Die Landschaft Pieria, in der die dem Zeus heilige Stadt Dion am nordöstlichen Fuße des Olymp liegt, war schon in der griechischen Mythologie von Bedeutung. Hier lebten Magnes und Makedon, die beiden Söhne, die aus der Verbindung von Zeus und Thyia hervorgegangen waren. Thyia war die Tochter des Deukalion, den die Mythologie als Stammvater der Griechen ansieht. Aus dem durch Dion fließenden Fluß Elikonas sollen von den in Pieria geborenen Töchtern des Zeus, den Musen, die Glieder des von in dionysischer Ekstase rasenden Frauen zerrissenen Orpheus geborgen und in einem Steinkrug bestattet worden sein.
Baugeschichtlich tritt Dion im 7. Jh. v. Chr. durch die Errichtung eines Demeter-Tempels in Erscheinung, als Stadt wird es im 5. Jh. v. Chr. erstmals erwähnt. In dieses Jahrhundert fällt auch die Thronbesteigung des makedonischen Königs Archelaos. Dieser verlegte die makedonische Hauptstadt von Aigai nach Pella. Außerdem reorganisierte er nicht nur das makedonische Staatswesen und reformierte das Heer. Archelaos war es auch, der die szenischen und sportlichen Wettkämpfe, die „Olympien von Dion“ einführte. Ein kluger Schachzug, denn damit unterstrich er den Anspruch der Makedonen, von den griechischen Städten als „vollwertige“ Griechen anerkannt zu werden und nicht weiter als „Halbbarbaren“ zu gelten.
Vermutlich unter Kassander erhielt die Stadt im 5. Jh. v. Chr. ihre heute noch erkennbare Befestigung mit fast quadratischem Grundriss. Nur an der Ostseite folgte die Stadtmauer dem Verlauf des in der Antike schiffbaren Flusses Vaphyras. Entlang der heute wieder freigelegten, schnurgerade verlaufende Hauptstraße lagen zahlreiche Läden und Werkstätten. Außerhalb der Stadt lagen die Heiligtümer des Zeus, der Demeter, das Asklepion und das Theater, in dem vielleicht Stücke des ab 408 v. Chr. am makedonischen Königshof lebenden Dramatikers Euripides uraufgeführt wurden.

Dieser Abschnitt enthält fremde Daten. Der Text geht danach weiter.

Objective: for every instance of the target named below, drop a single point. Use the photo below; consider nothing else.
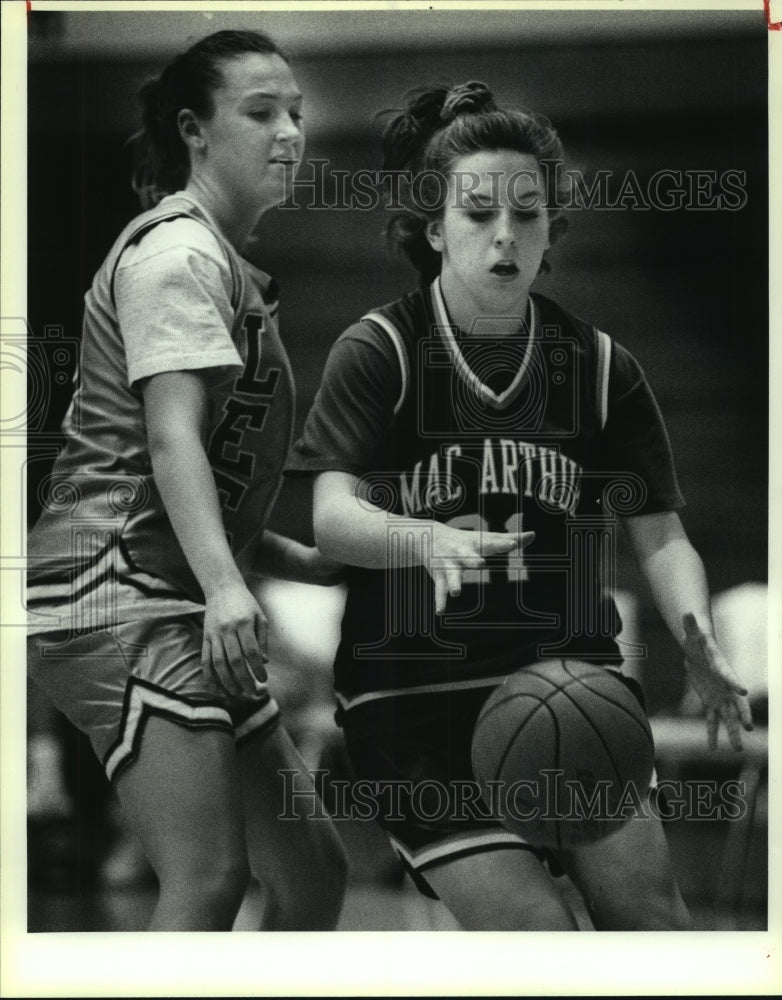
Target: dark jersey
(553, 431)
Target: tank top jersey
(531, 433)
(103, 549)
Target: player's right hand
(234, 651)
(455, 550)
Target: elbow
(324, 538)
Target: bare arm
(234, 625)
(677, 579)
(349, 528)
(286, 559)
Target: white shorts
(109, 681)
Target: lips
(505, 269)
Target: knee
(310, 897)
(211, 884)
(656, 909)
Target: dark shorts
(411, 752)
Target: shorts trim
(347, 702)
(143, 699)
(420, 861)
(462, 845)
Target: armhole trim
(396, 339)
(603, 369)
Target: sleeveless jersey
(495, 434)
(104, 550)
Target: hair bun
(467, 98)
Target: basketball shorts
(108, 682)
(410, 754)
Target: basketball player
(144, 628)
(454, 428)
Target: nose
(289, 129)
(504, 233)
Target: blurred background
(684, 290)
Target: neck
(236, 221)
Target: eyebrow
(273, 95)
(473, 200)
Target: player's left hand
(723, 695)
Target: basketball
(563, 753)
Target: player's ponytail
(439, 125)
(161, 159)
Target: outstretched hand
(456, 550)
(723, 695)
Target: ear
(434, 233)
(189, 128)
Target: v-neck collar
(447, 331)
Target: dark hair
(441, 124)
(161, 162)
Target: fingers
(440, 592)
(236, 659)
(495, 543)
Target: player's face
(254, 140)
(492, 234)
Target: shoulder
(552, 314)
(174, 240)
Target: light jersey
(554, 430)
(172, 294)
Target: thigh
(501, 890)
(292, 844)
(111, 681)
(628, 880)
(181, 795)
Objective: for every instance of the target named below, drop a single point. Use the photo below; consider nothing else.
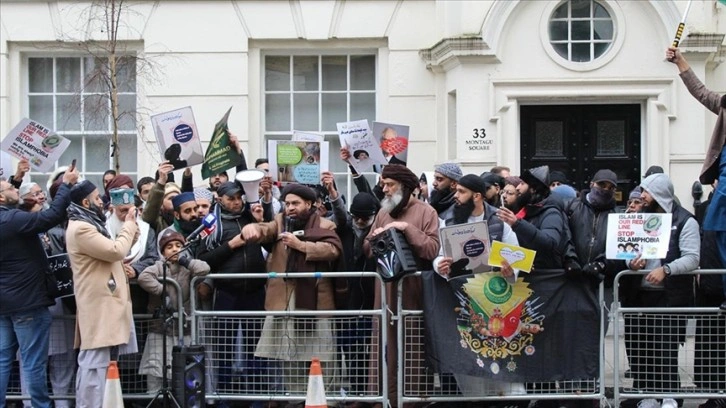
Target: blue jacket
(24, 279)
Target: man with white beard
(419, 223)
(143, 253)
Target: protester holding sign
(653, 351)
(26, 288)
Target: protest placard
(364, 149)
(468, 247)
(297, 161)
(393, 140)
(220, 154)
(6, 165)
(517, 257)
(633, 234)
(178, 138)
(299, 136)
(36, 143)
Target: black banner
(60, 266)
(544, 327)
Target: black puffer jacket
(543, 230)
(588, 230)
(25, 283)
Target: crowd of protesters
(127, 231)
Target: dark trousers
(652, 341)
(237, 340)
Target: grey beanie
(450, 170)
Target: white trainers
(651, 403)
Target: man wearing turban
(419, 223)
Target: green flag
(220, 155)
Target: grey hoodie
(661, 188)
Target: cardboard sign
(220, 154)
(518, 257)
(36, 143)
(468, 246)
(364, 149)
(178, 138)
(297, 162)
(633, 234)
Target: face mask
(463, 211)
(188, 227)
(600, 198)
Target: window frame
(617, 18)
(83, 135)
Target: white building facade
(577, 84)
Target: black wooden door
(579, 140)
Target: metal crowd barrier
(426, 385)
(65, 365)
(668, 352)
(258, 355)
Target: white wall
(208, 55)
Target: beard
(98, 210)
(389, 203)
(522, 201)
(463, 211)
(188, 227)
(653, 207)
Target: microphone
(209, 224)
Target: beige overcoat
(104, 317)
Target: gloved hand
(573, 269)
(595, 270)
(184, 261)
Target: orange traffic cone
(316, 389)
(112, 397)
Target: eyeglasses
(362, 218)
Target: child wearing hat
(181, 268)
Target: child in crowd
(180, 268)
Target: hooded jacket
(25, 279)
(684, 246)
(543, 230)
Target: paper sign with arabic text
(517, 257)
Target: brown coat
(712, 101)
(104, 317)
(279, 290)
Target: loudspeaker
(394, 257)
(187, 375)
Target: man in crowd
(442, 196)
(542, 225)
(419, 224)
(653, 351)
(305, 242)
(32, 191)
(104, 324)
(27, 288)
(159, 210)
(715, 162)
(470, 207)
(226, 251)
(144, 187)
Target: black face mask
(188, 227)
(463, 211)
(601, 199)
(441, 200)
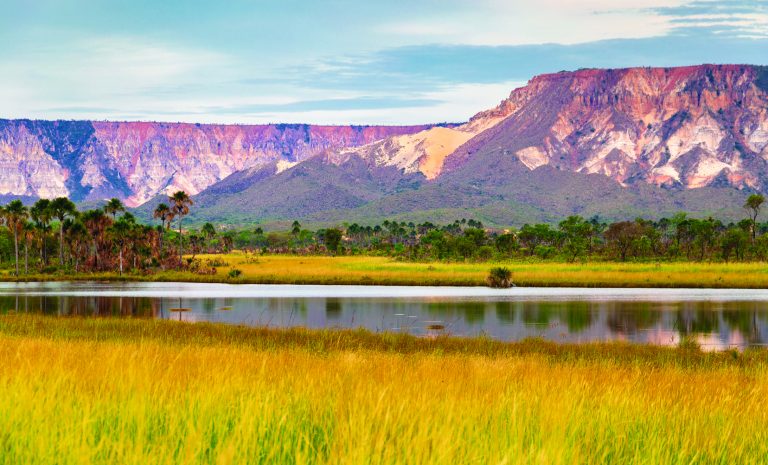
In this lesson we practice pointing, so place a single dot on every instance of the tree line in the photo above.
(53, 235)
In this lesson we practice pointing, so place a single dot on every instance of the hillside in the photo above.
(135, 161)
(618, 143)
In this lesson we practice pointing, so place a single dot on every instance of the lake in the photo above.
(718, 318)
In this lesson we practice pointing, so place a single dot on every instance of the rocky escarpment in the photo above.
(136, 161)
(682, 127)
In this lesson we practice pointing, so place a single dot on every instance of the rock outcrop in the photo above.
(683, 127)
(136, 161)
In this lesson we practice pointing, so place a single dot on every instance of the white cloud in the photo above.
(113, 72)
(516, 22)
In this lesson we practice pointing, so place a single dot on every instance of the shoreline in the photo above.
(385, 271)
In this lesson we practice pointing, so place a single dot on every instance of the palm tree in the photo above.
(114, 206)
(165, 215)
(96, 222)
(209, 232)
(15, 215)
(120, 233)
(41, 215)
(29, 235)
(180, 203)
(61, 208)
(752, 205)
(77, 236)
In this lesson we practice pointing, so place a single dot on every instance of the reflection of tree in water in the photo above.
(333, 309)
(443, 310)
(474, 312)
(629, 317)
(209, 305)
(505, 312)
(82, 306)
(578, 315)
(538, 313)
(697, 317)
(746, 318)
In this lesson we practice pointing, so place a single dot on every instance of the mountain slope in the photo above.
(90, 161)
(680, 127)
(618, 143)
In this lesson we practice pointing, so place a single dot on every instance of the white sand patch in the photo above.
(283, 165)
(533, 157)
(704, 132)
(667, 170)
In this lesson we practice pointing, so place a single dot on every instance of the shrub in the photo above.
(500, 278)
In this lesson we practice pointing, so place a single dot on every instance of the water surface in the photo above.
(718, 319)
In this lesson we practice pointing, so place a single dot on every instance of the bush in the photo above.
(234, 273)
(500, 278)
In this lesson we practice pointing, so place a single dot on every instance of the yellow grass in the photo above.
(138, 392)
(287, 269)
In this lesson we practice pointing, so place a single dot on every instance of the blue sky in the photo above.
(338, 61)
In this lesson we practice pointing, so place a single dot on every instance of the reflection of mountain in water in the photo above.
(714, 323)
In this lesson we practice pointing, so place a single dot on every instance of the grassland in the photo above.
(88, 391)
(284, 269)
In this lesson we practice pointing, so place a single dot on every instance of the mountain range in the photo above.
(616, 143)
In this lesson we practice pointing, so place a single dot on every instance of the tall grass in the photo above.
(84, 391)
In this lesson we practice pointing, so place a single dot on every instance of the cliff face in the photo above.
(687, 127)
(136, 161)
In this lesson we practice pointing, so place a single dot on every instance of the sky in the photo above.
(338, 61)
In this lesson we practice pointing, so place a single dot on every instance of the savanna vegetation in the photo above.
(98, 391)
(53, 240)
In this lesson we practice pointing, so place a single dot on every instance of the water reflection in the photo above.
(715, 324)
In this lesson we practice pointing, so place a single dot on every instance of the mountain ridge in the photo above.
(592, 127)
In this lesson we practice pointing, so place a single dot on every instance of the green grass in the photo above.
(98, 391)
(284, 269)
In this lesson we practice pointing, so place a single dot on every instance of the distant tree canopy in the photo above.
(53, 235)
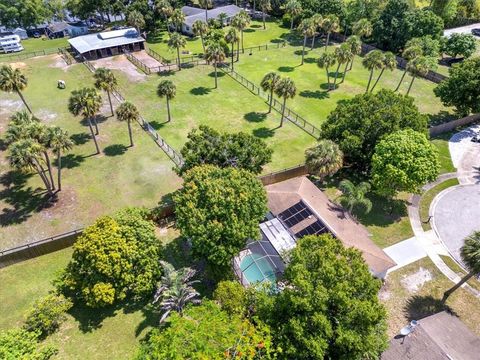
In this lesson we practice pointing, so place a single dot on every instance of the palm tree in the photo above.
(59, 141)
(105, 80)
(86, 102)
(25, 154)
(231, 37)
(330, 24)
(215, 54)
(177, 41)
(200, 28)
(373, 60)
(135, 19)
(13, 80)
(324, 159)
(363, 28)
(285, 89)
(175, 290)
(470, 254)
(353, 196)
(293, 8)
(166, 89)
(269, 83)
(265, 5)
(389, 62)
(325, 61)
(129, 113)
(307, 28)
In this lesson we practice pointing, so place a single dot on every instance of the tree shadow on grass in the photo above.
(255, 116)
(115, 150)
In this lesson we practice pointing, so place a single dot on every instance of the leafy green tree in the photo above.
(461, 88)
(129, 113)
(404, 161)
(207, 146)
(207, 332)
(269, 83)
(218, 210)
(114, 259)
(285, 89)
(324, 159)
(13, 80)
(329, 308)
(86, 102)
(105, 80)
(470, 254)
(357, 124)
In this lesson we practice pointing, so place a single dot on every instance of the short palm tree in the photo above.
(86, 102)
(353, 196)
(166, 89)
(13, 80)
(200, 28)
(215, 54)
(175, 290)
(59, 141)
(389, 63)
(105, 80)
(177, 41)
(374, 60)
(324, 159)
(129, 113)
(325, 61)
(269, 83)
(285, 89)
(470, 254)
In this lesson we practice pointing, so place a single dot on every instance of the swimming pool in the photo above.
(258, 270)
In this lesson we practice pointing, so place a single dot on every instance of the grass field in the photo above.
(93, 185)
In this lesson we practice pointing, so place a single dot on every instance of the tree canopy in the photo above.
(218, 210)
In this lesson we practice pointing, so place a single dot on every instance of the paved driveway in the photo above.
(456, 214)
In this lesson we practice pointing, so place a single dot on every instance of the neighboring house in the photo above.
(438, 337)
(10, 42)
(193, 14)
(62, 29)
(298, 208)
(108, 43)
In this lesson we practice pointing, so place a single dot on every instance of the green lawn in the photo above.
(93, 185)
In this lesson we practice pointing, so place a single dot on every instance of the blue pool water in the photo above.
(259, 271)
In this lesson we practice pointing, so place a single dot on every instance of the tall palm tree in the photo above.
(166, 89)
(175, 290)
(353, 196)
(129, 113)
(231, 37)
(285, 89)
(324, 159)
(389, 62)
(307, 28)
(293, 8)
(325, 61)
(25, 154)
(59, 141)
(177, 41)
(200, 28)
(470, 254)
(265, 5)
(13, 80)
(410, 53)
(86, 102)
(269, 83)
(330, 24)
(105, 80)
(374, 60)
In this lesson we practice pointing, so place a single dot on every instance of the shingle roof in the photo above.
(285, 194)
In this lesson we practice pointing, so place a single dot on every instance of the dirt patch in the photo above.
(414, 282)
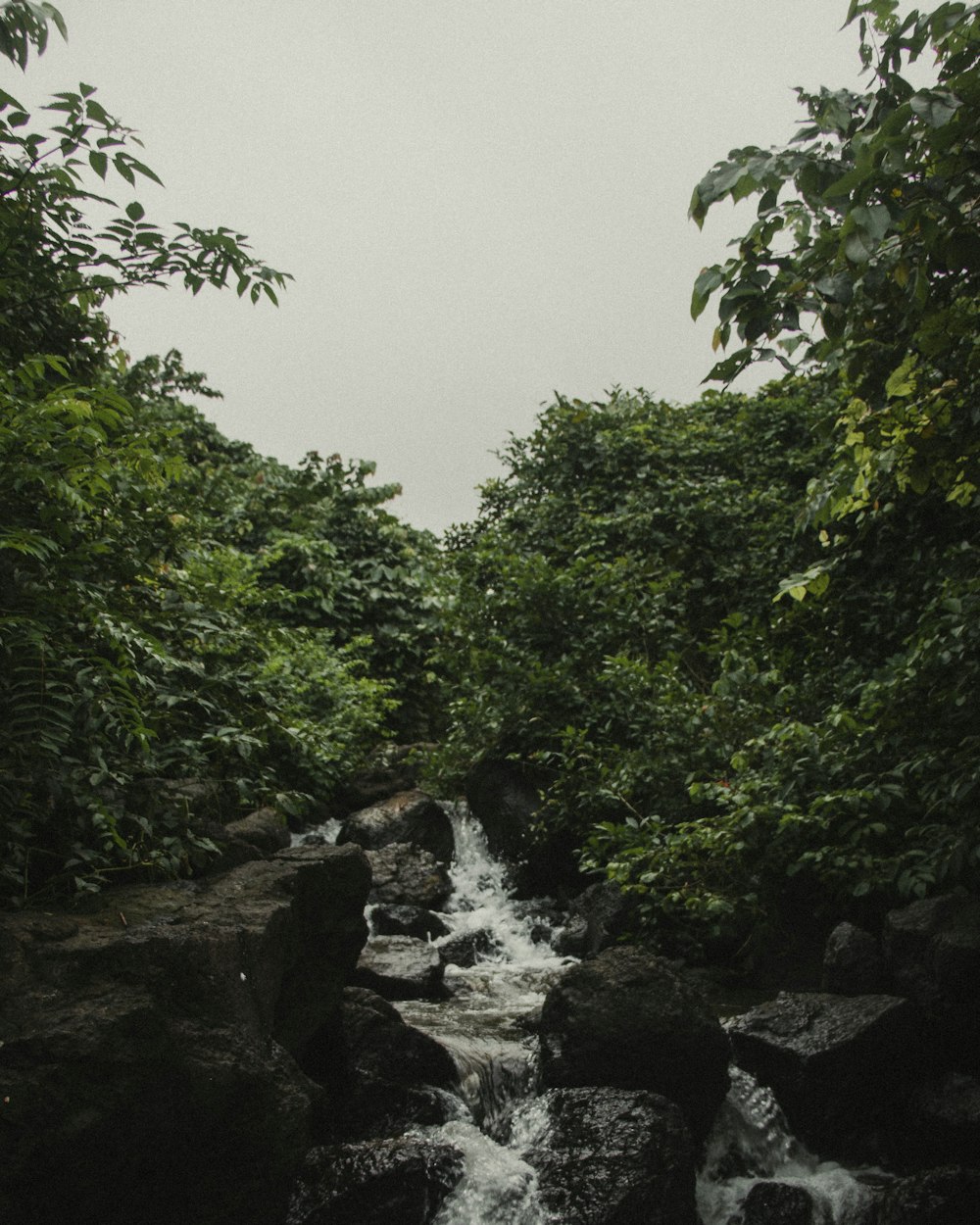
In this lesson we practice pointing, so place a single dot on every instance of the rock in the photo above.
(410, 817)
(838, 1064)
(407, 921)
(401, 968)
(390, 768)
(397, 1181)
(932, 949)
(383, 1047)
(609, 1156)
(504, 797)
(780, 1203)
(853, 961)
(265, 829)
(468, 949)
(597, 919)
(942, 1121)
(627, 1020)
(146, 1066)
(407, 877)
(390, 1076)
(947, 1196)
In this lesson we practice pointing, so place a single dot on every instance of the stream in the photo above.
(486, 1024)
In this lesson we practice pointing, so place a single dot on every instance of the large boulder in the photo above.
(390, 1076)
(504, 795)
(839, 1066)
(853, 961)
(401, 968)
(597, 919)
(932, 949)
(408, 817)
(627, 1020)
(403, 876)
(407, 921)
(609, 1156)
(388, 769)
(146, 1067)
(946, 1196)
(400, 1181)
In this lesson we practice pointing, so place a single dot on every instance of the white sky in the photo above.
(481, 201)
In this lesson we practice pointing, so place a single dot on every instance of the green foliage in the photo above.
(865, 260)
(177, 615)
(726, 759)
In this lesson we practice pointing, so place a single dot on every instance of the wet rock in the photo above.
(390, 1076)
(597, 919)
(265, 829)
(627, 1020)
(853, 961)
(468, 949)
(381, 1045)
(410, 817)
(838, 1064)
(401, 968)
(408, 921)
(146, 1043)
(609, 1156)
(782, 1203)
(403, 876)
(397, 1181)
(932, 949)
(946, 1196)
(942, 1121)
(504, 797)
(390, 769)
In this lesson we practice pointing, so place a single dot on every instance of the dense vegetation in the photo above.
(728, 759)
(186, 628)
(738, 638)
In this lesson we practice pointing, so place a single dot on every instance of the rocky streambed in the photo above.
(244, 1049)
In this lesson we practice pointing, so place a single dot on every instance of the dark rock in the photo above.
(403, 876)
(410, 817)
(942, 1122)
(504, 797)
(932, 949)
(401, 968)
(146, 1043)
(626, 1019)
(468, 949)
(397, 1181)
(947, 1196)
(390, 769)
(407, 921)
(780, 1203)
(383, 1047)
(597, 920)
(609, 1156)
(853, 961)
(390, 1076)
(265, 829)
(838, 1064)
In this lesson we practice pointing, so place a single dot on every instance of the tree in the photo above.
(63, 253)
(863, 260)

Im 2. Jh. v. Chr. übernahmen die Römer die Herrschaft in Dion, um etwa 30 v. Chr. wurde Dion zur römischen Kolonie erhoben. Noch in der Spätantike war die Stadt Bischofssitz, Siedlungsaktivitäten sind bis ins 8. Jahrhundert nachweisbar. In der osmanischen Zeit wurde Dion in Malatria umbenannt und verlor nach mehreren Zerstörungen durch Naturkatastrophen und feindliche Überfälle zusehends an Bedeutung.
All diese Epochen haben ihre Spuren hinterlassen, die heute auf dem weiträumigen, als Archäologischer Park angelegten Grabungsgelände besichtigt werden können.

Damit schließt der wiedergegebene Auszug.